SORGULAMAYI BIRAK KİŞİSEL TEDBİRİNİ AL
Evde bakım uzmanı Dr. Tayyar Vardar toplumda ‘ne olacağını bilmemekten’ kaynaklı kaygı olduğunu söylüyor. Vardar, her burnu akanın “Acaba korona mıyım?” diye endişelenmesine gerek olmadığını belirtiyor. Risk grubundakiler 60 yaşın üzeri ve kronik hastalıkları olanlar ile kanser tedavisi görenler. Vardar şöyle devam ediyor: “15 milyona yakın diyabet hastası, 4 milyondan fazla KOAH hastası var. Bugüne kadar ihmal ettiyseniz, hastalığınızı kontrol altına almadıysanız, siz de risk altındasınız.” Vardar kendisine sıklıkla “Parka gidelim mi, metroya binelim mi?” gibi sorular yöneltildiğini söylüyor. Cevabı net: “Sorgulamayı bırakın. Kişisel hijyeninize dikkat edin!

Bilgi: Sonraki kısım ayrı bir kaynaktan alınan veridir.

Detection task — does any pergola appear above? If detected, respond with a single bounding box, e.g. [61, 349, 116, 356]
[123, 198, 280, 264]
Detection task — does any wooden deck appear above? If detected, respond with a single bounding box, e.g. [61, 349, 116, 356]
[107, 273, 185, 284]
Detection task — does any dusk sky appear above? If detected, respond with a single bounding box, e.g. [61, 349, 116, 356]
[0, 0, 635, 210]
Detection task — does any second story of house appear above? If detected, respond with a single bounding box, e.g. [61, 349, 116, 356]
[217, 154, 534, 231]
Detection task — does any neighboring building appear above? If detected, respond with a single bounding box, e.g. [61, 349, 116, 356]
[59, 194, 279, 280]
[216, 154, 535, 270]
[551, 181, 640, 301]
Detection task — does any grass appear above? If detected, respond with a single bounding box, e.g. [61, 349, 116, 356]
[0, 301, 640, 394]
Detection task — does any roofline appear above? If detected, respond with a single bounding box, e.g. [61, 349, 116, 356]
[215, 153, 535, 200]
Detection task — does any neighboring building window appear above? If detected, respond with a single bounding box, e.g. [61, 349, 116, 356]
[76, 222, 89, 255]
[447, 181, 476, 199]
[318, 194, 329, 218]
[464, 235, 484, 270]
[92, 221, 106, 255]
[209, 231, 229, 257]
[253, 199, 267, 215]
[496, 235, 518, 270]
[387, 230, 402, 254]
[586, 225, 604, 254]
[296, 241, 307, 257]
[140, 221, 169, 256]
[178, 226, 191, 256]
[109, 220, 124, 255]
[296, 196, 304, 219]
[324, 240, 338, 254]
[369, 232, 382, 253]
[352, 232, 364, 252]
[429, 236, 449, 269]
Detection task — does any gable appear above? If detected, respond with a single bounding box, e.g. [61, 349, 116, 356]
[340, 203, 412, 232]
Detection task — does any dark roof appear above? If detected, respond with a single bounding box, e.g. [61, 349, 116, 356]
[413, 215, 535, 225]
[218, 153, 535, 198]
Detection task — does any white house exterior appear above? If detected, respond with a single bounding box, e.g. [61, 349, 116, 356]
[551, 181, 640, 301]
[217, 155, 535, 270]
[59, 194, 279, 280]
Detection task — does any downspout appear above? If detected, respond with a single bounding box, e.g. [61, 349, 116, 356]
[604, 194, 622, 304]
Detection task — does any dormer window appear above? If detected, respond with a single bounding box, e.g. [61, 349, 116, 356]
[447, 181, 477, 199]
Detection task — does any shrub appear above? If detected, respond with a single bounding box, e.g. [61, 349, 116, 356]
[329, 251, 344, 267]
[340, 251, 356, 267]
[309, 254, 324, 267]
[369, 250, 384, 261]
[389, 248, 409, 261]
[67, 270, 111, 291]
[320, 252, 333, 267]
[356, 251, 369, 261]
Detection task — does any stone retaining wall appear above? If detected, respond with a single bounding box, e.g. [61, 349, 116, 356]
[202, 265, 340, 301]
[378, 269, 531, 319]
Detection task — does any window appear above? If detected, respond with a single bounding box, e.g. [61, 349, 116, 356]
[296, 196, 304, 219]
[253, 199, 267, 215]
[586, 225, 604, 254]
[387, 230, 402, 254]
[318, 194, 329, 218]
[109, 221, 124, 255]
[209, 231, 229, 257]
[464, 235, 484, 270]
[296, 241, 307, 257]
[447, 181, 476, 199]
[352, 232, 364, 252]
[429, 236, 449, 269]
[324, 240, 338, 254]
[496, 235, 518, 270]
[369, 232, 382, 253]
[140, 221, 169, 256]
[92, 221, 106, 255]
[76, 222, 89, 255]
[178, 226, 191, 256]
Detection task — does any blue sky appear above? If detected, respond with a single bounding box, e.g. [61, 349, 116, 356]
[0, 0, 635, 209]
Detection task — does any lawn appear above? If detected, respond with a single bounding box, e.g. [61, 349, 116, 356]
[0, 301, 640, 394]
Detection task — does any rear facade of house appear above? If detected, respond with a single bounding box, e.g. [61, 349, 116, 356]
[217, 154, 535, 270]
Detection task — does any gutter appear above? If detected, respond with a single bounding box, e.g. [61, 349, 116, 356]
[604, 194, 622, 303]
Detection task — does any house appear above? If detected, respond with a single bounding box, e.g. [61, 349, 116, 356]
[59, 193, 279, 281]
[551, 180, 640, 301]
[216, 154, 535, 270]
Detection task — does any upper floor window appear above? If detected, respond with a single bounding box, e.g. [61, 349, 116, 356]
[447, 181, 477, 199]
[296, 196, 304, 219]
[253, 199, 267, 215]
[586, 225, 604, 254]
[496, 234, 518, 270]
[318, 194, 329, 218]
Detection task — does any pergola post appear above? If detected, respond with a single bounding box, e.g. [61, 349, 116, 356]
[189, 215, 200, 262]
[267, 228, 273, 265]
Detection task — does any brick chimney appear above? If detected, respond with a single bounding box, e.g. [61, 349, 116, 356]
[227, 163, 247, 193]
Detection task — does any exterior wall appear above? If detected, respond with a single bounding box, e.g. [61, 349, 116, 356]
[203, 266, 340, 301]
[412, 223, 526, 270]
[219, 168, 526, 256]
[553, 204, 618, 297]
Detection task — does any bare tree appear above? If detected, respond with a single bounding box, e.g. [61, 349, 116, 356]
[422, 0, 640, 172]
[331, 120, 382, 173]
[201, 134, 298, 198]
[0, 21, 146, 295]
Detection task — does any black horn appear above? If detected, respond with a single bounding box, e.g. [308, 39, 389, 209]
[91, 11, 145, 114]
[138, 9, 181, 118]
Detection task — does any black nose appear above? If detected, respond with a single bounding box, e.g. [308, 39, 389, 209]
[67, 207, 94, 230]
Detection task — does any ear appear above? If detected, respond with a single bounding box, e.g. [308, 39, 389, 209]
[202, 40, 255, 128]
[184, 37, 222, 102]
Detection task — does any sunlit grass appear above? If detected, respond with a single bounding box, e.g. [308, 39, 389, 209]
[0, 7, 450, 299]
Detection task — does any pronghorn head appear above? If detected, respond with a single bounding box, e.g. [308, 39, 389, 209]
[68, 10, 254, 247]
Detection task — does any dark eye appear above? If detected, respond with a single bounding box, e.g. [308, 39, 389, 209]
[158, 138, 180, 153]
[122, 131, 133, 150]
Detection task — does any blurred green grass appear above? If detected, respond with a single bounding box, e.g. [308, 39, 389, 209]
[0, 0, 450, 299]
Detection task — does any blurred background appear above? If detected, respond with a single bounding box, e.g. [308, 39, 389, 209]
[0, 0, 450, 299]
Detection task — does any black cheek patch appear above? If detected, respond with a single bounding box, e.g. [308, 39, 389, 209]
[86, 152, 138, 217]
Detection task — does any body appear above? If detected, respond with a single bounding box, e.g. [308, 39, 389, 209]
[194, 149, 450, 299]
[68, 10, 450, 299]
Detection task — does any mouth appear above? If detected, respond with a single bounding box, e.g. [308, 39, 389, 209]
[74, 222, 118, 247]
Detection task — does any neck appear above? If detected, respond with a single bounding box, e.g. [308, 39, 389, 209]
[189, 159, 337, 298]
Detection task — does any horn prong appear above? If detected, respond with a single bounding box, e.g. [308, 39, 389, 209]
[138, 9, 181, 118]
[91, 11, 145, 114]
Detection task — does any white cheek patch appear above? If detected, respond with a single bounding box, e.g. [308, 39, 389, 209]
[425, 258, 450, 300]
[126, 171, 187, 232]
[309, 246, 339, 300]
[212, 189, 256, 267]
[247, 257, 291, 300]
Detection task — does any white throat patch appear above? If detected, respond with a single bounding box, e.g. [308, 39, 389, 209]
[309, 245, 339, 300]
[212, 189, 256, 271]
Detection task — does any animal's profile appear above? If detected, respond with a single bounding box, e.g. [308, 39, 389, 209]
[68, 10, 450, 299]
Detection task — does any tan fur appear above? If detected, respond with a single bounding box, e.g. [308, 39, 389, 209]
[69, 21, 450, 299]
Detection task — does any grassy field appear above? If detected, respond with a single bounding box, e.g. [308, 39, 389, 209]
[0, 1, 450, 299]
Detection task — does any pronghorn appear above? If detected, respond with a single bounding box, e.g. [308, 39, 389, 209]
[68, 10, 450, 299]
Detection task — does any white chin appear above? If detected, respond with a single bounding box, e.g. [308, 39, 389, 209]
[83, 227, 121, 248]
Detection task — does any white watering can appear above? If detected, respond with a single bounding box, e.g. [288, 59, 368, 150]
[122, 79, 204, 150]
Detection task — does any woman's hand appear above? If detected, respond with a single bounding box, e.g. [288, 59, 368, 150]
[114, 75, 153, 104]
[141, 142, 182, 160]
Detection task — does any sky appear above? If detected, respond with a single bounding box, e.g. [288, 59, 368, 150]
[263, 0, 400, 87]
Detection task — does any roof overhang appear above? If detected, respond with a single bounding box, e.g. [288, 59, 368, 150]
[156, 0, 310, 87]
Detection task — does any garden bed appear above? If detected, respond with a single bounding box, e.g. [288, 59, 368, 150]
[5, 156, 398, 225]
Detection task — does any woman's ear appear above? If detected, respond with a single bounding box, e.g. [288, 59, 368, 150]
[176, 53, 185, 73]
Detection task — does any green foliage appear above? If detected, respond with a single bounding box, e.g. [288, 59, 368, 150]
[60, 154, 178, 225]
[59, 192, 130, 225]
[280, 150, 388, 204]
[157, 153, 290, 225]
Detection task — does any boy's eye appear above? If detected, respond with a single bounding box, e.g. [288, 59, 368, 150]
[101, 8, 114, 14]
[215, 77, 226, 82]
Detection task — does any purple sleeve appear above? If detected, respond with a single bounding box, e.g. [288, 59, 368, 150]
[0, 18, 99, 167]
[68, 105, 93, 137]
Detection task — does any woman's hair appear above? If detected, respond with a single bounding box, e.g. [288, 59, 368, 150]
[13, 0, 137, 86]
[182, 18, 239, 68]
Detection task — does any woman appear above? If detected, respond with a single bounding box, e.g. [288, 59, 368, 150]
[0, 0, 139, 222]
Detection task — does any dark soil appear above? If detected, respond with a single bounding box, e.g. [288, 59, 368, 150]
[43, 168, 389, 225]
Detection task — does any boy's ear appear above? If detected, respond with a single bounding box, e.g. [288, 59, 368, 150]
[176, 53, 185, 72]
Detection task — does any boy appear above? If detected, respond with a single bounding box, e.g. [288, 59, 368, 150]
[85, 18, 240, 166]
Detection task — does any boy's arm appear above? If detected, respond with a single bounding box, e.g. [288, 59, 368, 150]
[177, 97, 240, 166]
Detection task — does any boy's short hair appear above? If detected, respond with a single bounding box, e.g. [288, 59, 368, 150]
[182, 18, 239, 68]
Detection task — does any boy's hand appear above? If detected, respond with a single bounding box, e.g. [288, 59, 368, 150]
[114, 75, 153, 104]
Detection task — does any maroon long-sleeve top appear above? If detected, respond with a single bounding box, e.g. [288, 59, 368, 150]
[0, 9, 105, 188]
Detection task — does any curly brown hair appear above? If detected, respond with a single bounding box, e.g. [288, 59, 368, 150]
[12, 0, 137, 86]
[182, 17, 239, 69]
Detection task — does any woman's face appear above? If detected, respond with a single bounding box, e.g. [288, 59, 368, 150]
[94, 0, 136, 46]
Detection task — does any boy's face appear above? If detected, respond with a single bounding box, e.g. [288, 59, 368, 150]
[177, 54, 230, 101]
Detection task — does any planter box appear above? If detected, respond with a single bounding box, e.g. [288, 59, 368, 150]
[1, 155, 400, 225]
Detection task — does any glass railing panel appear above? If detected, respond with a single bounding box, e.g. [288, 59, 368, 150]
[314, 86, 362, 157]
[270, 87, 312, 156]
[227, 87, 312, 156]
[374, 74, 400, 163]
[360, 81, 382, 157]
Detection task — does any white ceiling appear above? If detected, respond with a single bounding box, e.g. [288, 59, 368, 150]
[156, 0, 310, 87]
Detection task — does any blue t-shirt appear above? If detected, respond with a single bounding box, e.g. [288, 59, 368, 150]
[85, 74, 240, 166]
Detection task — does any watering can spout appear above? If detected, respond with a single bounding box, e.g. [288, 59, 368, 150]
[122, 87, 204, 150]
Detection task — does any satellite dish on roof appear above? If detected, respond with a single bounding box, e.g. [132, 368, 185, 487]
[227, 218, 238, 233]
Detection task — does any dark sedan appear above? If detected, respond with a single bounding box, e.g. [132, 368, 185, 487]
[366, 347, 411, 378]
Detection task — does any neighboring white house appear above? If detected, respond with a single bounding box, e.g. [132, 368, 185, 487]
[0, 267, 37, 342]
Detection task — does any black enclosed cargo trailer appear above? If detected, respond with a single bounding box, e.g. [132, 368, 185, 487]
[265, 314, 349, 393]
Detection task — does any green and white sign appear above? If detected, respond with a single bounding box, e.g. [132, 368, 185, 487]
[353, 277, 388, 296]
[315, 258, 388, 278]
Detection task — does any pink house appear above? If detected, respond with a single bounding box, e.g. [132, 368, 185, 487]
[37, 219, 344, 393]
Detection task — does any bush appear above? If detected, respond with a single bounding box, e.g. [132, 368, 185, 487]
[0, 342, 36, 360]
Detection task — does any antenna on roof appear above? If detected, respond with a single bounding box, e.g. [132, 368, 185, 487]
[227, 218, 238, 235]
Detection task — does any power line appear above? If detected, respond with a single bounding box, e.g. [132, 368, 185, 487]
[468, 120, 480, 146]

Önleminizi aldıktan sonra izole bir yaşam sürmenin mantığı yok. Evde de hijyen önemli. Çamaşır suyu kullanın. Silip süpürün. Kapı kollarını temiz tutun. Evi havalandırın” diyor. Türkiye’de yarım milyon Alzheimer, 400 bine yakın da yatağa bağımlı hasta olduğunu belirten Vardar, “Bu insanların hastane hizmetlerinden hele ki böyle bir süreçte yararlanması mümkün değil. Kamunun, belediyenin ve özel kurumların evde bakım hizmetlerinden faydalanın” diyor.